The NRCCE takes these games to venues like the West Virginia State Fair or WVU Day at the Capitol where university exhibits are geared towards educating children and their parents.
“Chocolate Chip Cookie Mining”
“For many people, energy in West Virginia means coal. And what better way to teach kids about coal and energy than encouraging them to play with their food,” said Trina Wafle, deputy director of the NRCCE and mother of three. Children pretend a cookie is a mine property. They dig out the “coal” chips, which they sell to a electric power company. They must restore their cookie or be fined by regulators. The object of the game is to develop the mine, safeguard the environment, and make as many NRCCE Bucks as possible.
“In the past we’ve used generic play money and plain graph paper,” said Wafle. “Then we asked Catlin to print new money and he ended up redesigning the whole game with WVU pictures, coal related graphics, and coal mining facts.”
With the redesigned game, children wear toy hard hats with a working headlamp to emphasize safety. Buckley redesigned the NRCCE Bucks with pictures of the PRT, Woodburn Hall and the WVU Mountaineer. He also designed game mats to look like West Virginia woods with pictures of deer and trees. Other mats have facts and graphics about the coal industry that parents and grandparents find interesting.
“Many of the families at the state fair are coal mining families. They took a real interest in the new look and feel of the game,” said Wafle.
“Catlin really took the look of the game to a whole new level. About the only thing he didn’t do was bake the cookies,” Wafle laughed.

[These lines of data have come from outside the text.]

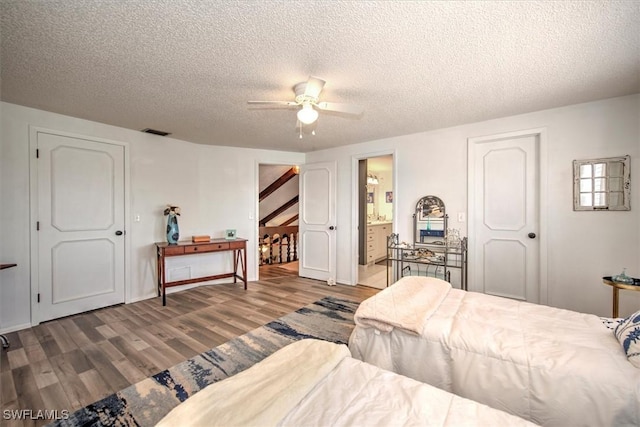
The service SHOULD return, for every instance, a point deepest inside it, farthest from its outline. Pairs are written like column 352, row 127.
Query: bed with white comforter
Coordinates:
column 317, row 383
column 551, row 366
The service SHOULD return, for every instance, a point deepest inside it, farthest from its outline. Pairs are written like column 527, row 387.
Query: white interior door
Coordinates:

When a second game was needed to appeal to tweens and teens, Buckley was called upon once again. “I decided some kind of spinning wheel would be fun. I came up with the name SPINERGY because I thought it was so bad it was good,” said Buckley. The name stuck and the game was given the tagline “It’s energy with a spin!”
Youngsters spin the wheel to select questions about energy and the environment and WVU research programs. They often compete against their parents. Players whose correct answers earned the highest points win an NRCCE prize, often light-up pen. Losers get consolation dum-dum ™ suckers. “The kids really laugh when mom or dad get a dum-dum,” said Wafle.
Buckley used the internet to research facts for the questions. He used design software and a large inkjet printer for the eye-catching graphic which was attached to a wooden wheel that he and fellow student Jimmy Ludovici built at the NRCCE.
So is board game design a new career option for the college sophomore? “I’d be more interested in theme park design,” said Buckley. “It goes with my landscape architecture degree.”